Gerald Willhite

No. 47
- Position: Running back

Personal information
- Born: May 30, 1959 (age 67) Sacramento, California, U.S.
- Listed height: 5 ft 10 in (1.78 m)
- Listed weight: 200 lb (91 kg)

Career information
- High school: Cordova (Rancho Cordova, California)
- College: San Jose State
- NFL draft: 1982: 1st round, 21st overall pick

Career history
- Denver Broncos (1982–1988);

Career NFL statistics
- Rushing yards: 1,688
- Rushing average: 4.4
- Rushing touchdowns: 17
- Stats at Pro Football Reference

= Gerald Willhite =

American football player (born 1959)

Gerald William Willhite (born May 30, 1959) is an American former professional football player who was a running back for the Denver Broncos of the National Football League (NFL). He played college football for the San Jose State Spartans. He was selected by the Broncos in the first round (21st overall) of the 1982 NFL draft.

Willhite was born in Sacramento, California, and graduated from Cordova High School of Rancho Cordova, California, in 1977. Though Gerald's younger brother Kevin Willhite would become one of the top high school football stars in the state, he did not play football in high school, mainly due to his small size of 5'2 and 98 pounds. However, Gerald was a star at track and field and wrestling, finishing one wrestling season with an undefeated 24–0 record.

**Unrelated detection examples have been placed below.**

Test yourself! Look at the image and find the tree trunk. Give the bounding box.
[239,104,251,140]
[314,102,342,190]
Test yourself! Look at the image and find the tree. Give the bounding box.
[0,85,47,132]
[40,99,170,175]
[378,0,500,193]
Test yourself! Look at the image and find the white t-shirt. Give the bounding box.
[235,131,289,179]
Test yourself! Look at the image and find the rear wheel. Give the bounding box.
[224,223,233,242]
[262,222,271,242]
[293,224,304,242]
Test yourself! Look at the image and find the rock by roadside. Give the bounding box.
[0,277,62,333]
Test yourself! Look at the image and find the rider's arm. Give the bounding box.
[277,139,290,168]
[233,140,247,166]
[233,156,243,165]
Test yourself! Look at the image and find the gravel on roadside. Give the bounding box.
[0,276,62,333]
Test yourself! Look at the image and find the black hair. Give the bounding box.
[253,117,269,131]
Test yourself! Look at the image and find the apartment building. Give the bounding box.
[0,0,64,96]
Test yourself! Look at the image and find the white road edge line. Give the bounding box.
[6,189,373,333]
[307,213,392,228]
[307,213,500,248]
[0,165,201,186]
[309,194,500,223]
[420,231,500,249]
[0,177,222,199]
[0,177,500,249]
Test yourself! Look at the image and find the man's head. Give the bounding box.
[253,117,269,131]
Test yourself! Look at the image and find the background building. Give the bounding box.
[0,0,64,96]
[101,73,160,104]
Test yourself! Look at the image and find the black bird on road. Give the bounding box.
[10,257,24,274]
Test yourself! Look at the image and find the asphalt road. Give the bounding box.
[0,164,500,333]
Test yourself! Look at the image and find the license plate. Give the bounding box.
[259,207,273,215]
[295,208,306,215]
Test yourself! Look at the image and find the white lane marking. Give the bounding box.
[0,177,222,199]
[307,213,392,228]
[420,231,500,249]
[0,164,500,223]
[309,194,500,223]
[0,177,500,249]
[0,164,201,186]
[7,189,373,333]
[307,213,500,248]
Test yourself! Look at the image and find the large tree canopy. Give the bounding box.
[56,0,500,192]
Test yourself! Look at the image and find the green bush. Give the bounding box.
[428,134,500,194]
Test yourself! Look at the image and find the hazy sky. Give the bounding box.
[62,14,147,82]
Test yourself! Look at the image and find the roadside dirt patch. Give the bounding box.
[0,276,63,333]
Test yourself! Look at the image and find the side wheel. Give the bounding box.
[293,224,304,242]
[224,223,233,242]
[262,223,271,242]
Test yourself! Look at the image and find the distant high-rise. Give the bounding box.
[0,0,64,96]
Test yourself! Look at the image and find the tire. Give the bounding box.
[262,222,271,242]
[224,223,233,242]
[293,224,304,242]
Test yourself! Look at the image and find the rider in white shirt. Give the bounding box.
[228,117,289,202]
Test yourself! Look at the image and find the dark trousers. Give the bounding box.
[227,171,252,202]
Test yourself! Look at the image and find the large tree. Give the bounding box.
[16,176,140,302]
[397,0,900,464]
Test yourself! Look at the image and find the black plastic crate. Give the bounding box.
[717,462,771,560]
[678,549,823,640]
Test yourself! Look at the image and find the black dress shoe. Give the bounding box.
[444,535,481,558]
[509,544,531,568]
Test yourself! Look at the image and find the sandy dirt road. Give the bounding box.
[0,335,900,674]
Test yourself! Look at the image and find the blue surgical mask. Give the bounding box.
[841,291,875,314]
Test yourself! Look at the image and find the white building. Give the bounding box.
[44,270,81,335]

After high school, Willhite attended American River College, deciding to forgo wrestling and focus entirely on track and field. No longer concerned with wrestling weight restrictions, Willhite gained 90 pounds between his freshman and sophomore year. He also grew 7 inches, and eventually decided to join the school's football team. In his two seasons at ARC, he rushed for over 1,000 yards and caught at least 50 passes both times. He then transferred to San Jose State University, where he went on to rush for 2,364 yards and 20 touchdowns over his final two seasons in college football, while also catching 107 passes for 927 yards and 8 more scores. Willhite still holds the school records for most average yards gained rushing per game at 107.5 and pass receptions in a game with 18 in the 1981 California Bowl against University of Toledo.

After college, Willhite played for the Broncos from 1982 to 1988. In his rookie season, Willhite was Denver's leading rusher, rushing for 347 yards in a season shortened to 9 games by a players strike. He appeared in Super Bowl XXI against the New York Giants. In his 7 NFL seasons, he rushed for 1,688 yards and 17 touchdowns, with a 4.4 yards per carry average, while also catching 207 passes for 1,767 yards and 5 scores. On special teams, he returned 101 punts for 1,012 yards and a touchdown, along with 26 kickoffs for 512 yards. Willhite was inducted into the Sacramento Sports Hall of Fame in 2020.

Willhite owned and operated GW Spices BBQ Restaurant in Rancho Cucamonga, California.